Some commentators have suggested that its publication marked the beginning of the modern
marketing movement. Its theme is that the vision of most organizations is too constricted by a
narrow understanding of what business they are in. It exhorted CEOs to re-examine their
corporate vision; and redefine their markets in terms of wider perspectives. It was successful in
its impact because it was, as with all of Levitt's work, essentially practical and pragmatic.
Organizations found that they had been missing opportunities which were plain to see once
they adopted the wider view. The paper was influential. The oil companies (which represented
one of his main examples in the paper) redefined their business as energy rather than just
petroleum. By contrast, when the Royal Dutch Shell embarked upon an investment program in
nuclear power, it failed to demonstrate a more circumspect regard for their industry.

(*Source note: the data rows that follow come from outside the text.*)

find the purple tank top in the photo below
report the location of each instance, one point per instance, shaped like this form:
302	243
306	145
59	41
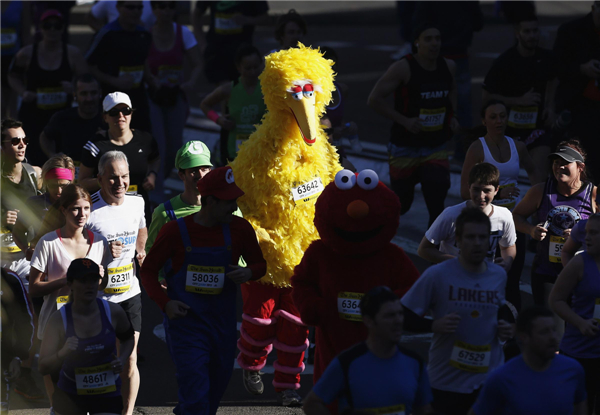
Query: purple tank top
86	371
559	212
586	295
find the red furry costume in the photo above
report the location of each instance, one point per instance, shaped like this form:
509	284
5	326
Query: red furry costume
357	217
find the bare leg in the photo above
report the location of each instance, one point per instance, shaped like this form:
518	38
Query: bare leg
130	379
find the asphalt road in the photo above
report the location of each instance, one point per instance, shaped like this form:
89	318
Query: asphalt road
364	34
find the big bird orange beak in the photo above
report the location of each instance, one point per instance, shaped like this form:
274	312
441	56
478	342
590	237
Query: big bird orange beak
305	115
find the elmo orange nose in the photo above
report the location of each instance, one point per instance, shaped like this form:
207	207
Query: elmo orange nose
357	209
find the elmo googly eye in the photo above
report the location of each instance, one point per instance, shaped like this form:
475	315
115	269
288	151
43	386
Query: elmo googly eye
345	180
297	92
367	179
308	91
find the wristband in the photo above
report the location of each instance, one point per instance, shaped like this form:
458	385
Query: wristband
213	116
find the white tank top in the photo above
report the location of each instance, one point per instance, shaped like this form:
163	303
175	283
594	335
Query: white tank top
509	171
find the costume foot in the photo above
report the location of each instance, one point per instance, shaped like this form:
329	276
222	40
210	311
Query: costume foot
253	382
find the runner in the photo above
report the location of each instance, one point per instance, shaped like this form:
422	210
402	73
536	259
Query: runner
466	296
140	148
244	99
68	130
41	75
439	243
198	253
377	375
539	381
423	113
80	341
119	217
57	249
566	198
508	156
576	299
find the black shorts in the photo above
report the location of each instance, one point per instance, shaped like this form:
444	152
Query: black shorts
66	403
453	403
133	309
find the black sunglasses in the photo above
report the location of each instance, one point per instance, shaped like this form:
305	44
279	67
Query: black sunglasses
116	111
49	25
165	5
16	140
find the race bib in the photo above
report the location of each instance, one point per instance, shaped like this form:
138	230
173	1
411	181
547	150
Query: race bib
137	72
307	191
225	25
523	117
432	119
61	301
8	38
170	74
388	410
204	280
51	98
119	279
240	139
508	203
555	249
95	380
348	308
470	358
7	244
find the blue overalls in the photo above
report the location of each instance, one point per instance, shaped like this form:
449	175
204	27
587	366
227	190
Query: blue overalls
203	343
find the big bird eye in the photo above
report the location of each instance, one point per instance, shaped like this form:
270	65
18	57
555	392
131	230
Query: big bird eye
308	91
297	93
345	180
367	179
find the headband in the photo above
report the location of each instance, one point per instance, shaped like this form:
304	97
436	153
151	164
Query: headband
59	174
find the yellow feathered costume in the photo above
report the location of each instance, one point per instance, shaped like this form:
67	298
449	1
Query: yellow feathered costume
285	158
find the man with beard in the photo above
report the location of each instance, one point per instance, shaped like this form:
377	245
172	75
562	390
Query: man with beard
524	78
69	130
539	381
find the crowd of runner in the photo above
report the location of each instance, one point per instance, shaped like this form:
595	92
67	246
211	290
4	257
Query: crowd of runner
88	140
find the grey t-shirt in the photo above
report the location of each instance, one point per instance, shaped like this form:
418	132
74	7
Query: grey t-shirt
459	362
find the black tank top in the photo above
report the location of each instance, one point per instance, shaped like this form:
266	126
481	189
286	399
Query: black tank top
427	96
47	84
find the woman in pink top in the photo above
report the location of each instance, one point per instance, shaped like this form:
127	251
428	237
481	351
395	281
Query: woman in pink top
56	249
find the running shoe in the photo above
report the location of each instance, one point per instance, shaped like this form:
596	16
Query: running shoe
290	397
253	382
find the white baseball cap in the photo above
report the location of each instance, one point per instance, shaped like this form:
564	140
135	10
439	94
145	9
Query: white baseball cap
115	98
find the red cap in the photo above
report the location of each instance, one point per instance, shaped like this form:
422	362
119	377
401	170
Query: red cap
220	184
51	13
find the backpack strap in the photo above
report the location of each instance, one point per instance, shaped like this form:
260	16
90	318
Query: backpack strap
346	358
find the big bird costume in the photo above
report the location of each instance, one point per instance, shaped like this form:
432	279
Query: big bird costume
282	168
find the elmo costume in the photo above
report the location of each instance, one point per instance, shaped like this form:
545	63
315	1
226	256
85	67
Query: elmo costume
357	217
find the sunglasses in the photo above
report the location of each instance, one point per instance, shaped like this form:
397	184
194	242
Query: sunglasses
16	140
116	111
50	25
166	5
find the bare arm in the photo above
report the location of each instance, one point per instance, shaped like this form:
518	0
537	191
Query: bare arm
39	288
430	252
313	405
527	207
86	179
527	163
569	250
474	155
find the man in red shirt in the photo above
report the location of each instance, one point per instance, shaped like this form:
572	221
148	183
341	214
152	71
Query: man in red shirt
198	253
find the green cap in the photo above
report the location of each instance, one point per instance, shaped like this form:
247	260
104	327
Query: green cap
192	154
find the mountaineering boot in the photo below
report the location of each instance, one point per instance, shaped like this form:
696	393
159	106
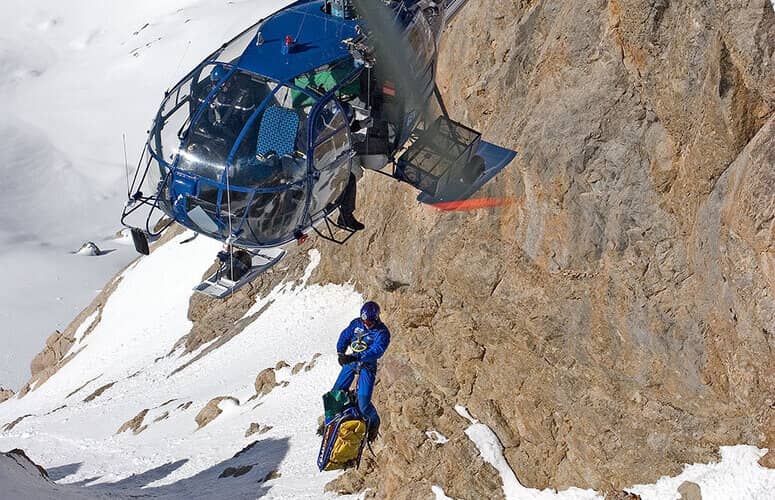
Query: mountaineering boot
372	433
349	221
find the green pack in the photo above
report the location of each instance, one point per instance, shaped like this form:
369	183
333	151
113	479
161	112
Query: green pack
334	402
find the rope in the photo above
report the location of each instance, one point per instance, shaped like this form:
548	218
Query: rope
126	169
231	229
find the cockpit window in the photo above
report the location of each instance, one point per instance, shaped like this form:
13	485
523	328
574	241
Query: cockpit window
232	51
220	118
272	151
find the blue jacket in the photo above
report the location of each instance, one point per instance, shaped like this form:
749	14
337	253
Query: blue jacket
375	339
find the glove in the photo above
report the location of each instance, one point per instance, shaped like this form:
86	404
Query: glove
345	359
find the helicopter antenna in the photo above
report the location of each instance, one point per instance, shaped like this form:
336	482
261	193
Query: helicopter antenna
301	26
231	229
180	63
126	168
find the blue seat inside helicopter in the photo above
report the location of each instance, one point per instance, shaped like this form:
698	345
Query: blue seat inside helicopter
277	131
277	135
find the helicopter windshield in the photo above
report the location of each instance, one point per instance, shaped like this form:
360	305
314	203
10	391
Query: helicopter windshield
232	152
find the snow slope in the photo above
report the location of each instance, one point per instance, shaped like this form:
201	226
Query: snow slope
171	458
74	77
127	367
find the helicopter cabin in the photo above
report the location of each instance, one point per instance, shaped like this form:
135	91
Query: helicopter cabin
257	143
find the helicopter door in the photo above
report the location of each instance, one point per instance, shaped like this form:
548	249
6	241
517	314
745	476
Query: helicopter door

One reason that short sightedness is so common is that people feel that they cannot accurately
predict the future. While this is a legitimate concern, it is also possible to use a whole range of
business prediction techniques currently available to estimate future circumstances as best as
possible.

There is a greater scope of opportunities as the industry changes. It trains managers to look
beyond their current business activities and think "outside the box". George Steiner (1979) is
one of many in a long line of admirers who cite Levitt's famous example on transportation. If a
buggy whip manufacturer in 1910 defined its business as the "transportation starter business,"
they might have been able to make the creative leap necessary to move into the automobile
business when technological change demanded it.[3]

People who focus on marketing strategy, various predictive techniques, and the customer's
lifetime value can rise above myopia to a certain extent. This can entail the use of long-term
profit objectives (sometimes at the risk of sacrificing short term objectives.)